He yelled orders-a jumble of code letters and numbers-and things began going
out. Most of them blew up in space. Then the Yo-Yo blew up, very quietly, as
things do where there is no air to carry shock- and sound-waves, but very
brilliantly. There was brief daylight all over the night side of the planet.
"That was our planetbuster," Larch said. "I don't know what we'll use on
Dunnan."
"I didn't know we had one," Trask admitted.
"Otto had a couple built on Beowulf. The Beowulfers are good nuclear
weaponeers."
The Enterprise came back, hastily, to see what had blown up. Larch put off
another entertainment of small stuff, with a fifty megaton thermonuclear,
viewscreen-piloted, among them.

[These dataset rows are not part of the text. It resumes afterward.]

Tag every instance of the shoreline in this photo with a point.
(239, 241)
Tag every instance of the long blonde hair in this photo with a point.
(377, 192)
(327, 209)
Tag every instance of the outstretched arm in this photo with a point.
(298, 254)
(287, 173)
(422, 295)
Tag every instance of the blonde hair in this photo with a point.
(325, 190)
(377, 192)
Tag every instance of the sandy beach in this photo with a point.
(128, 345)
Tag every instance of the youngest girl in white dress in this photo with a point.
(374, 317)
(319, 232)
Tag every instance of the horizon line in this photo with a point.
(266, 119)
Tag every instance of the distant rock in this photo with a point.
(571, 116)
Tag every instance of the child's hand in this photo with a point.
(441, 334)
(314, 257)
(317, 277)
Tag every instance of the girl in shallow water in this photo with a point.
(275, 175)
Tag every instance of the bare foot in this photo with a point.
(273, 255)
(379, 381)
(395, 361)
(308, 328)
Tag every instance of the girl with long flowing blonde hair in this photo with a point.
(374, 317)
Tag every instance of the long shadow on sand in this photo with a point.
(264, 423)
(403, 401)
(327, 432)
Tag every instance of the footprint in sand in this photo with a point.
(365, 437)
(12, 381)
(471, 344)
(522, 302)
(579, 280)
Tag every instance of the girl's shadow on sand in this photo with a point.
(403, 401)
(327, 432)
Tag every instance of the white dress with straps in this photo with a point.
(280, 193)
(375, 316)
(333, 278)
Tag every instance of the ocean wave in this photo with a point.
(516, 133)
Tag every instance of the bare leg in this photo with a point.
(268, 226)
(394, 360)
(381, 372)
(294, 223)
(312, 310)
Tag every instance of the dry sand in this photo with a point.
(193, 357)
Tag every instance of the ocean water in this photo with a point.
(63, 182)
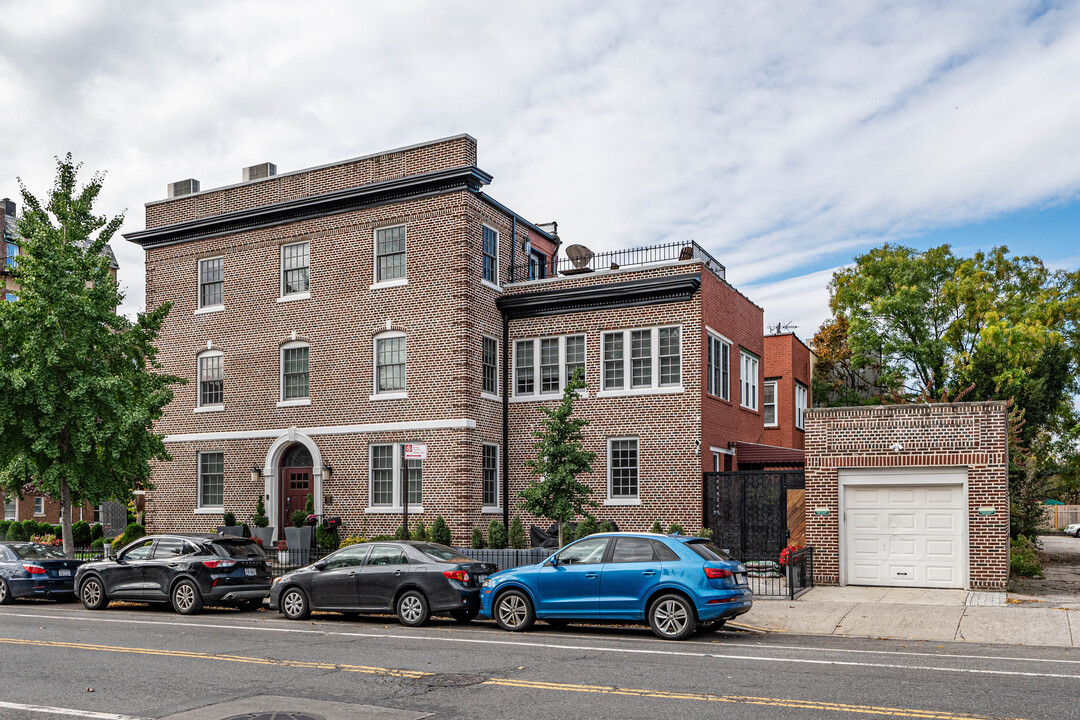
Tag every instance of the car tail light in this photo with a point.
(459, 575)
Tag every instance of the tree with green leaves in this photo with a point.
(81, 383)
(561, 458)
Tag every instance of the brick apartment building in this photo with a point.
(328, 316)
(31, 505)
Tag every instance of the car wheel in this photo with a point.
(294, 603)
(464, 615)
(413, 609)
(92, 594)
(672, 617)
(513, 611)
(187, 599)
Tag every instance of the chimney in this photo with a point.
(259, 172)
(183, 188)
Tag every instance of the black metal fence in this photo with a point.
(536, 269)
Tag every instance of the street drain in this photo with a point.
(450, 680)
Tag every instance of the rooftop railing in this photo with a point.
(537, 268)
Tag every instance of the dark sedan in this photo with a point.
(34, 570)
(186, 571)
(413, 580)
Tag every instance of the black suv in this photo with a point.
(184, 570)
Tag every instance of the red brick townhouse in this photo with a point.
(328, 316)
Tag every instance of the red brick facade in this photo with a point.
(971, 436)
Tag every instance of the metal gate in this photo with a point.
(747, 511)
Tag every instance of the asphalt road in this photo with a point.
(148, 663)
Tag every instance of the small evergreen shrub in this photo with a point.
(1024, 558)
(441, 531)
(516, 535)
(585, 528)
(496, 534)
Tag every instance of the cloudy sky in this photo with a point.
(784, 137)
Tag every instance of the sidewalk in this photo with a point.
(918, 614)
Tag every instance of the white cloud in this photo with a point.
(778, 135)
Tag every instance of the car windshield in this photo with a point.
(707, 549)
(35, 552)
(239, 549)
(443, 554)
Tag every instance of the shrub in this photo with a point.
(260, 519)
(516, 535)
(441, 531)
(1024, 558)
(80, 533)
(585, 528)
(496, 534)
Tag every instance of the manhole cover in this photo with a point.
(450, 680)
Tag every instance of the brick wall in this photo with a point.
(971, 435)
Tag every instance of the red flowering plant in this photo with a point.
(785, 555)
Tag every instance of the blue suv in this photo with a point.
(676, 584)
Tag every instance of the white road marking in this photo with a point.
(552, 646)
(65, 710)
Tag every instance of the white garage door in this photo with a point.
(906, 535)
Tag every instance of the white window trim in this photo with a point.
(293, 402)
(498, 370)
(281, 274)
(497, 507)
(536, 394)
(387, 394)
(498, 241)
(217, 407)
(200, 309)
(775, 403)
(396, 282)
(623, 500)
(653, 388)
(745, 355)
(711, 334)
(396, 506)
(200, 508)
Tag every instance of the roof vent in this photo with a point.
(259, 172)
(183, 188)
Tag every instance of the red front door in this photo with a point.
(296, 487)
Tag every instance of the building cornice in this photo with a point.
(629, 294)
(377, 193)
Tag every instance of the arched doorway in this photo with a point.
(297, 480)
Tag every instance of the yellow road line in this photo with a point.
(511, 682)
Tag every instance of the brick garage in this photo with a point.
(886, 481)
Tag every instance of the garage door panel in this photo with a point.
(905, 534)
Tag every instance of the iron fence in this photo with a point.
(537, 269)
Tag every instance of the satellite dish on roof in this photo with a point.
(580, 256)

It had its own arsenal of small missiles, and
it got through. In the telescopic screen, a jagged hole was visible just below
the equator of the Enterprise, the edges curling outward. Something, possibly
a heavy missile in an open tube, ready for launching, had gone off inside her.
What the inside of the ship was like, or how many of her company were still
alive, was hard to guess.
There were some, and her launchers were still spewing out missiles. They were
intercepted and blew up. The hull of the Enterprise bulked huge in the
guidance-screen of the missile and filled it; the jagged crater that had
obliterated the bottom of Dunnan's blue crescent blazon spread to fill the
whole screen. The screen went milky white as the pickup went off.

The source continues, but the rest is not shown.